Unlike the aforementioned domestic treatment strategies, VX-880 uses allogeneic stem cells (i.e., "donated cells"), which can be pre-prepared and are expected to be "universal." However, compared with autologous stem cell transplantation, allogeneic transplantation may carry a higher risk of immune rejection.

Notably, in June last year, the U.S. Food and Drug Administration (FDA) approved Lantidra, the first cell therapy for type 1 diabetes. Although not a stem cell therapy, it uses islet cells from deceased donors. In clinical trials, 33% of patients did not require insulin for over 5 years.

On the other hand, using mesenchymal stem cells (MSCs) to repair islets also provides an opportunity for treating early-onset type 1 diabetes, with multiple studies underway.

However, due to issues such as immune rejection and carcinogenic risks, these cutting-edge studies are currently only permitted in a small number of severe cases. For example, to avoid rejection, Vertex has adopted strategies such as "encapsulating" transplanted islets and gene editing—but whether these work and whether additional operations increase safety risks require long-term verification.

As for the "autologous transplantation" carried out by Tianjin First Central Hospital, since the patient's type 1 diabetes is an autoimmune disease, the immune system may still attack the new "autologous islets," which would normally require immunosuppressive regimens.
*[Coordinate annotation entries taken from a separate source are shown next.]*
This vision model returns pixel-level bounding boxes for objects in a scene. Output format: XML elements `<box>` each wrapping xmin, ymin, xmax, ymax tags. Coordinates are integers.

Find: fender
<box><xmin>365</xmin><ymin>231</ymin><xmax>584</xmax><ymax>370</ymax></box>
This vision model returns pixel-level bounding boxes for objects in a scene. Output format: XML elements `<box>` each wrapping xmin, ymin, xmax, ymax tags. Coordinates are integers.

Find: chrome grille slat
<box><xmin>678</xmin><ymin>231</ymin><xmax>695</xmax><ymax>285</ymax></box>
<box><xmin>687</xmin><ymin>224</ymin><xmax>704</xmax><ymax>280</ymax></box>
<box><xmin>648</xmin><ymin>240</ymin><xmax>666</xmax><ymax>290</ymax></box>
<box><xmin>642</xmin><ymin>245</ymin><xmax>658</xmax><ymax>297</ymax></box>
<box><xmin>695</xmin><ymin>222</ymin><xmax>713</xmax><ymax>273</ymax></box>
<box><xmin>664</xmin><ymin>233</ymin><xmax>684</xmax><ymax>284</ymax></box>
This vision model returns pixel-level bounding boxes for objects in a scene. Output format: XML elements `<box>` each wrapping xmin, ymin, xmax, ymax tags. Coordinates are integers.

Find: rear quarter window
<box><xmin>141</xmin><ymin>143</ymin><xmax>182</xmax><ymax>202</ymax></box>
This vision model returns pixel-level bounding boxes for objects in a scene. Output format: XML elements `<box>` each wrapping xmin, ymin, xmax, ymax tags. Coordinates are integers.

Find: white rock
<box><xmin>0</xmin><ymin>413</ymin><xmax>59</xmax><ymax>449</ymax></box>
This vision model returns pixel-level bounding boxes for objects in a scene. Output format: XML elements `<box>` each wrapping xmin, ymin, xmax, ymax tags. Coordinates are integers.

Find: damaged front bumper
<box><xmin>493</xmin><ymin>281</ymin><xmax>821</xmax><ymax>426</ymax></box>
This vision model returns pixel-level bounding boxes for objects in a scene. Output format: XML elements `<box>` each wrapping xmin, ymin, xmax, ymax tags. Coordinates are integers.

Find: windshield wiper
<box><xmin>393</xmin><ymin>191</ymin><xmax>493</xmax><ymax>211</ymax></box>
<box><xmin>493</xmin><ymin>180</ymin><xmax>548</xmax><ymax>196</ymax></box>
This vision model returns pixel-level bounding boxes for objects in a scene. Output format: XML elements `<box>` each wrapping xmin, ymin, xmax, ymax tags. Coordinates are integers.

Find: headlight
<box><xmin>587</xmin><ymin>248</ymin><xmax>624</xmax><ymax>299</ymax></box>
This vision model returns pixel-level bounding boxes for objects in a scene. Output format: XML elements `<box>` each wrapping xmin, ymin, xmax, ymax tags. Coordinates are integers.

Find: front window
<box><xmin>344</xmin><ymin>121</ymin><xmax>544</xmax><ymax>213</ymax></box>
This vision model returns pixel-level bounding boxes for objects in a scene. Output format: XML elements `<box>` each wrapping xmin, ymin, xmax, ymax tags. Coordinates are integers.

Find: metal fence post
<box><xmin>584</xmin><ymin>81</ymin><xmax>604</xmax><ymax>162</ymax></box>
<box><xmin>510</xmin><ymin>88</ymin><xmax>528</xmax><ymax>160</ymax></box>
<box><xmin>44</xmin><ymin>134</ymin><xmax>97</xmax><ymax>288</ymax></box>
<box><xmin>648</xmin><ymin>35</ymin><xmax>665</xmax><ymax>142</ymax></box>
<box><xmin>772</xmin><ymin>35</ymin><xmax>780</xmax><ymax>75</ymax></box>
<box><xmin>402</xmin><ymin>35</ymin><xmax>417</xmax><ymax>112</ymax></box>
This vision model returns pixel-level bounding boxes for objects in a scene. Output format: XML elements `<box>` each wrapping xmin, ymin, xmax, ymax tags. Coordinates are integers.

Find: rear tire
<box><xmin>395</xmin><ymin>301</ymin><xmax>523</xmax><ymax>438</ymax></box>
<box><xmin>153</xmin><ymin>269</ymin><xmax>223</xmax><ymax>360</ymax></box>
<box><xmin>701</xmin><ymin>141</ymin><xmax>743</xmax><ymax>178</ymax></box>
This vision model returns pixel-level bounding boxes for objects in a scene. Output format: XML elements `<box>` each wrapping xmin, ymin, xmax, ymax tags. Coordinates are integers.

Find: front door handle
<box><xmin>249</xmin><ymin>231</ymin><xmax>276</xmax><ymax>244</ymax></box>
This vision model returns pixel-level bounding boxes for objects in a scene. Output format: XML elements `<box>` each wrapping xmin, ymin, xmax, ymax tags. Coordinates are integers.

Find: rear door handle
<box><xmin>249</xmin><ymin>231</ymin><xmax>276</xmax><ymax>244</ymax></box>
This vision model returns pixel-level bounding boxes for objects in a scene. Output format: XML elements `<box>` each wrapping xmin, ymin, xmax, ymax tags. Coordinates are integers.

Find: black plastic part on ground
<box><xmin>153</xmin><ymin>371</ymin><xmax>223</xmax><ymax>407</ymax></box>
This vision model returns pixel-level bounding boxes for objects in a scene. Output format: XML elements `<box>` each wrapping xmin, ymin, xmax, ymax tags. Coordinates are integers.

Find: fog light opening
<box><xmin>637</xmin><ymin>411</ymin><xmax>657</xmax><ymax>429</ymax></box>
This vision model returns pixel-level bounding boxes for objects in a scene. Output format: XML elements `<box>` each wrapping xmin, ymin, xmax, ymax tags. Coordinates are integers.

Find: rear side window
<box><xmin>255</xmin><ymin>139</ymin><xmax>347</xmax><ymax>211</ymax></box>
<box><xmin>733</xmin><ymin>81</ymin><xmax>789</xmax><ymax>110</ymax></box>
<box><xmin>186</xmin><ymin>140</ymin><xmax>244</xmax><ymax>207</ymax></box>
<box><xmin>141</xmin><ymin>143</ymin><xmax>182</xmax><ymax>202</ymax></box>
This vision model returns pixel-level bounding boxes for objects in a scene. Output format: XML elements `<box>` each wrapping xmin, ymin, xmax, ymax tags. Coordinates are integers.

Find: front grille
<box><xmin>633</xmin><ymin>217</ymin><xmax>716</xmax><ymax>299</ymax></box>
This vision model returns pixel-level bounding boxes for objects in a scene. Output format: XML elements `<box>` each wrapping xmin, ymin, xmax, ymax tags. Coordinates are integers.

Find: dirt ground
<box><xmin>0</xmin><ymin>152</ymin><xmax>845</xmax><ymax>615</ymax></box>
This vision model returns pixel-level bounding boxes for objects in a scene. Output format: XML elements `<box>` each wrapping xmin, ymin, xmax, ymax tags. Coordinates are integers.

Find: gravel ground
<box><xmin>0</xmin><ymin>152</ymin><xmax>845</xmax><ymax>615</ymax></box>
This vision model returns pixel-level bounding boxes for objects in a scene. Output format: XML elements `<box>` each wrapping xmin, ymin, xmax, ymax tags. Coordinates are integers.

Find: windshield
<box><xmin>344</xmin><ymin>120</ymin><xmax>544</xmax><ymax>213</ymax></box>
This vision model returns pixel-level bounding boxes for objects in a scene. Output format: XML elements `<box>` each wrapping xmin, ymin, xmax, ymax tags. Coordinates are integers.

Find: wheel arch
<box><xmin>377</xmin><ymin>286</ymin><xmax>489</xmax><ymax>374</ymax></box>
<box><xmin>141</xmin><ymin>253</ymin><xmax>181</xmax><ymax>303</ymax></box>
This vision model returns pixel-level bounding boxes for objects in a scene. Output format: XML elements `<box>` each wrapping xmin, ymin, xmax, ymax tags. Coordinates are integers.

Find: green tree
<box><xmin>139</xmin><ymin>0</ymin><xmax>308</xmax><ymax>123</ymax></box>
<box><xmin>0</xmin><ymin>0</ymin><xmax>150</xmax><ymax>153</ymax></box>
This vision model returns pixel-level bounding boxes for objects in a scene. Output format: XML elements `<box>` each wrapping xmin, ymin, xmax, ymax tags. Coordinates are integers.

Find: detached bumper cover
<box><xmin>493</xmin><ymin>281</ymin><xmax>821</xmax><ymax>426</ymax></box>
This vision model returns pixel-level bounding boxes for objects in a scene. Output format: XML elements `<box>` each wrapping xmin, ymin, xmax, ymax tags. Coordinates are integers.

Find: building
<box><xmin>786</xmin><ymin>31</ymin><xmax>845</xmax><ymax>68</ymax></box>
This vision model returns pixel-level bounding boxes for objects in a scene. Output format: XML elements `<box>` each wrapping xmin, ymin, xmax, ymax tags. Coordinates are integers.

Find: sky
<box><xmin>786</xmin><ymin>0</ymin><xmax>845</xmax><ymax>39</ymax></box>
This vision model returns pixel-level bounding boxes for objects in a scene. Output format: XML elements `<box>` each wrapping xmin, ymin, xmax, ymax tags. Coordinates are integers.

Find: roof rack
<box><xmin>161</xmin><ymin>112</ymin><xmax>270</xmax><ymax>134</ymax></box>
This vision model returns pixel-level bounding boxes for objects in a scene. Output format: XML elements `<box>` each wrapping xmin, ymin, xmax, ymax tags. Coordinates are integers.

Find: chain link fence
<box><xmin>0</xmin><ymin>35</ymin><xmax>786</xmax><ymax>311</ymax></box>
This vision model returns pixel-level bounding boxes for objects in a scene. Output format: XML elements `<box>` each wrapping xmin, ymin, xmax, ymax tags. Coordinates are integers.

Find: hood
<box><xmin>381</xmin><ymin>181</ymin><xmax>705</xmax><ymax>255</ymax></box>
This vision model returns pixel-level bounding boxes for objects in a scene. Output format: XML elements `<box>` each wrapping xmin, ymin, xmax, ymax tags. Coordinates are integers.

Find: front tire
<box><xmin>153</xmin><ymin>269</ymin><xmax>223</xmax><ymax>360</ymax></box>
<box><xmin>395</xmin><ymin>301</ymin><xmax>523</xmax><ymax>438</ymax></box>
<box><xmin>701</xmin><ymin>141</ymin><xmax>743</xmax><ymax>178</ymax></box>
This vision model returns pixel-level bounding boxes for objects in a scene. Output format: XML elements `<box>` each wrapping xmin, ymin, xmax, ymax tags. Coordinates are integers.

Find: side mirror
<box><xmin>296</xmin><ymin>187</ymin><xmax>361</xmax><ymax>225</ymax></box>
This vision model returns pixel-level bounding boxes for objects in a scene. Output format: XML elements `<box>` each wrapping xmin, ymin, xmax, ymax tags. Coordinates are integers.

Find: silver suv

"But because the patient had previously undergone liver transplantation and was already taking immunosuppressants, our understanding of the immune response after standalone stem cell-derived islet transplantation is still limited," the researchers pointed out.

"There is still a long way to go," Professor Ding Guoshan, academic leader of organ transplantation at Shanghai Changzheng Hospital, said in a previous interview. The existing research results are preliminary. More cases, in-depth clinical trials, and further analysis are needed to truly provide a new curative therapy for the vast number of diabetes patients who have long relied on insulin injections.